The USB health card
Entrepreneur Dr Gunter Pollanz was a central figure in the build-up of charter flights to Israel and in the foundation of MAOF Airlines in Tel Aviv. Later, he also developed important export structures from Israel to Europe. However, in 1997 his life took a dramatic turn when he was diagnosed with lymphoma. Prognosis: Although 54 years old he faced just three more months of life. Today, Dr Pollanz is cured, but one big concern lingered on –during his illness, quick access to his own medical data had proved impossible.
When lymphoma was diagnosed, an oncologist friend had advised Dr Pollanz to look up available FDA data. ‘Reading this I realised that -- whether or not I was to undergo chemotherapy -- my chances of survival were only about 2.3%. I then decided that I was not happy to undergo immune system destroying chemotherapy for a 2.3% chance of a cure. Based on some form of intuition, I thought I’d be okay without it. However, I had learnt something very significant from my – in itself disappointing – research: not just to let the doctors carry all the responsibility for my fate, but to deal with the facts myself. So I began to look for my medical data. At one point I spent three days in the catacombs of the Ichilov Hospital in Tel Aviv, where they held my data but didn’t know where. The same can happen in other hospitals, anywhere in the world. There is hardly any real digital data storage in place anywhere -- this is pure fantasy. Digital existence today means that X-ray images, for example, may well be stored on a CD – but this CD is then often simply put in an envelope and filed just like any piece of paper. So, although the data exists in digital form it’s no longer digitally accessible. Despite all advances, medical informatics has not yet progressed to a stage where meaningful data communication is ensured for each patient and case.’
If a patient has little medical knowledge, how useful can access to a health record be?

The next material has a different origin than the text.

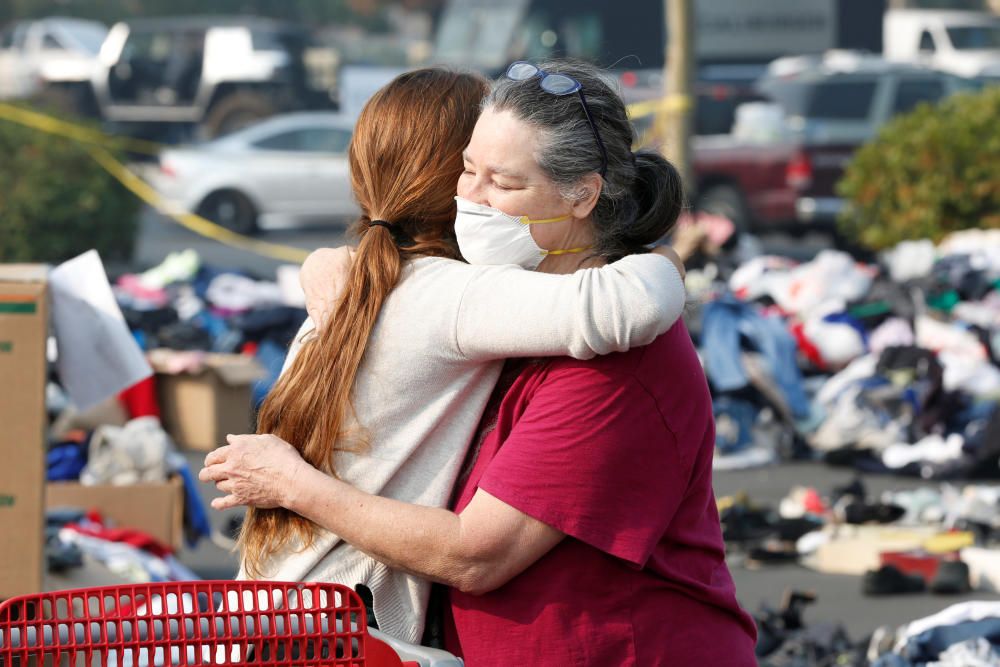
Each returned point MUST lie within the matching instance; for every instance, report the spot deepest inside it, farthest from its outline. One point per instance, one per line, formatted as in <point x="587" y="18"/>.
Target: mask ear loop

‘Obviously patients have some catching up to do here. We are not yet used to understanding our own patient data for what they really are, even from a legal point of view as our own property. It is obviously also clear that the USB health card is no replacement for a medical degree. But that’s not its objective. The objective is to create transparency and sources of information for all concerned, which is essential for our healthcare system, and this obviously includes the patient. The Americans are much more advanced in this because their government emphasises the importance of being proactive. Therefore, they are better trained in taking up their patient rights and the right to access their personal data. In Europe, although we are used to looking after all our personal documents, such as insurance policies, birth certificates, marriage certificates and so on, we have not been trained to administer our healthcare data. However, citizens can only actively play a part in their own healthcare if they are informed.’

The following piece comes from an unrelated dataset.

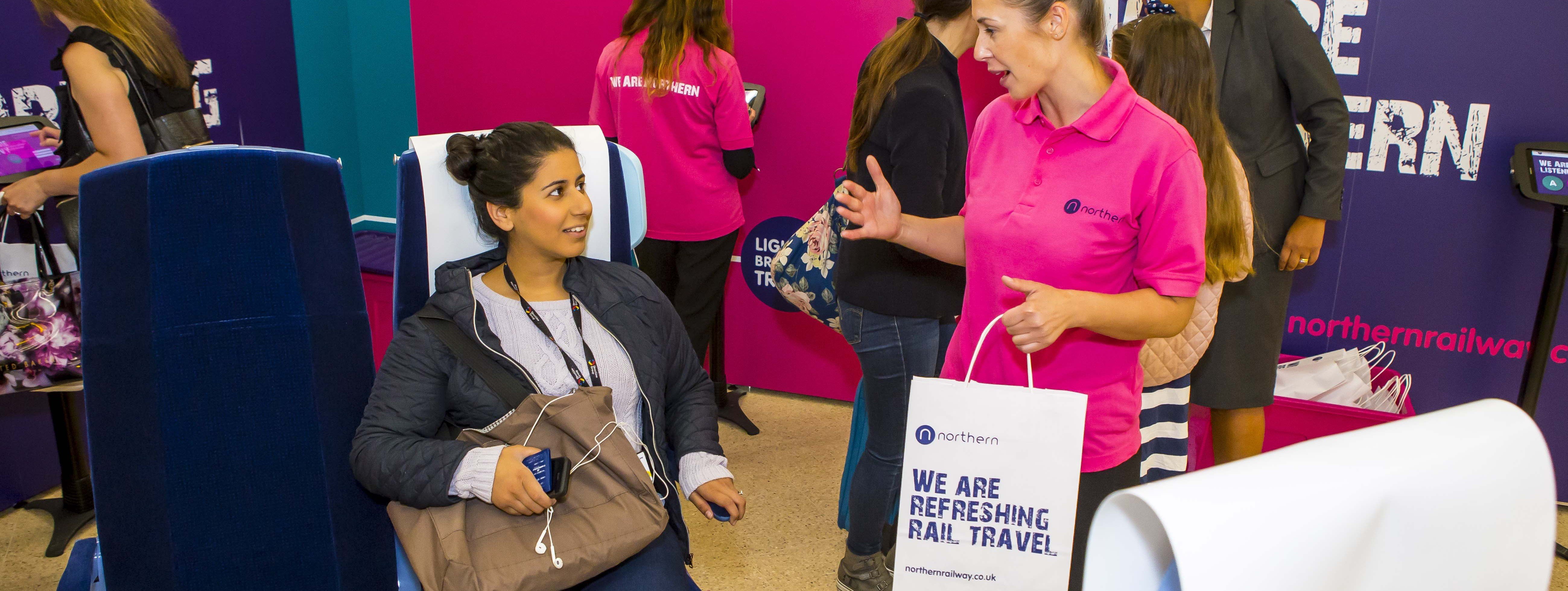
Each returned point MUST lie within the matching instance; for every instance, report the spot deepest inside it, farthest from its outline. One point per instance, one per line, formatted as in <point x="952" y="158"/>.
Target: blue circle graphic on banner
<point x="757" y="259"/>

Patients can upload data to the Med-O-Card themselves, but to what degree should patients participate in managing their own health?

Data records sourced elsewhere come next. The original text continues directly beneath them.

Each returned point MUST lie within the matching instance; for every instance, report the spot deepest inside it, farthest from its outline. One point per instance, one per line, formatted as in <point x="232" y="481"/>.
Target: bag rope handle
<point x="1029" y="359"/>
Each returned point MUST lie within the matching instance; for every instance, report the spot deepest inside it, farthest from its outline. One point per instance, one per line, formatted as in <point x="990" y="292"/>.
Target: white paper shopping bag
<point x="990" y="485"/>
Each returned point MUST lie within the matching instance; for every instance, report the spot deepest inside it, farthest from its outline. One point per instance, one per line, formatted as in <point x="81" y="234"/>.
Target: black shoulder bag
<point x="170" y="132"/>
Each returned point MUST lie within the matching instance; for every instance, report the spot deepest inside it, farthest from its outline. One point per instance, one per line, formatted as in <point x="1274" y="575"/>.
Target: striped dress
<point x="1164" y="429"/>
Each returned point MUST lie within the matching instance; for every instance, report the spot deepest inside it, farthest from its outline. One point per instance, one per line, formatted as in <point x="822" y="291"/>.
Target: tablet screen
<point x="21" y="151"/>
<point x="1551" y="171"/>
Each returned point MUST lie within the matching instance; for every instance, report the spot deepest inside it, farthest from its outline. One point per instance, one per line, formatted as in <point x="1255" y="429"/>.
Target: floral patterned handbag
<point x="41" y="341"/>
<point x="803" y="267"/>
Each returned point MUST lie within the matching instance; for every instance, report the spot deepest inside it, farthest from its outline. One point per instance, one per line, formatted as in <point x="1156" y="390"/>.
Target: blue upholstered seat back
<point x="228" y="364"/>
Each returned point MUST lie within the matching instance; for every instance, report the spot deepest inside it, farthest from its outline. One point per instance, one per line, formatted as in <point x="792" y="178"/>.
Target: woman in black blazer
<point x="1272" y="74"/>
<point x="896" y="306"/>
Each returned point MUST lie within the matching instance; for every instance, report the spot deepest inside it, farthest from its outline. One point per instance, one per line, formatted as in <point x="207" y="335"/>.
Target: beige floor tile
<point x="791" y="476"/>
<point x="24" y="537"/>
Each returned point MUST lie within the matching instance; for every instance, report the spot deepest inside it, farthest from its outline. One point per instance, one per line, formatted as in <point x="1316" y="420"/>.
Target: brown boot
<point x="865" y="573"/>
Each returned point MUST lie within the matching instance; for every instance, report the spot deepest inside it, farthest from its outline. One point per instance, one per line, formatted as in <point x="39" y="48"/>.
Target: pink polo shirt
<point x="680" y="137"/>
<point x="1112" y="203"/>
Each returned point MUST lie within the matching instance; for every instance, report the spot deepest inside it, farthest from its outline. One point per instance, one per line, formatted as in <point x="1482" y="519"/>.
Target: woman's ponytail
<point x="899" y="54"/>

‘The Med-O-Card does not replace the doctor-patient consultation. ‘Most information is uploaded together with the doctor or by the doctor alone via the patient administration system,’ Dr Pollanz explained. ‘But it does give you the infrastructure to better inform yourself and even support treatment by the doctor, because he can get a better picture based on the availability of complete information. A doctor who doesn’t personally know a patient can therefore – in emergencies, for example – take into account the patient’s medical history and other diseases when making his diagnosis. The card summarises all the most important data. This means that the doctor who prescribes medication, as well as the patient who obtains the medication from a pharmacy of his own accord, can do an automatic medication check.’
[Bild-2]But this means every doctor has to transfer patients’ data to their Med-O-Cards at their request.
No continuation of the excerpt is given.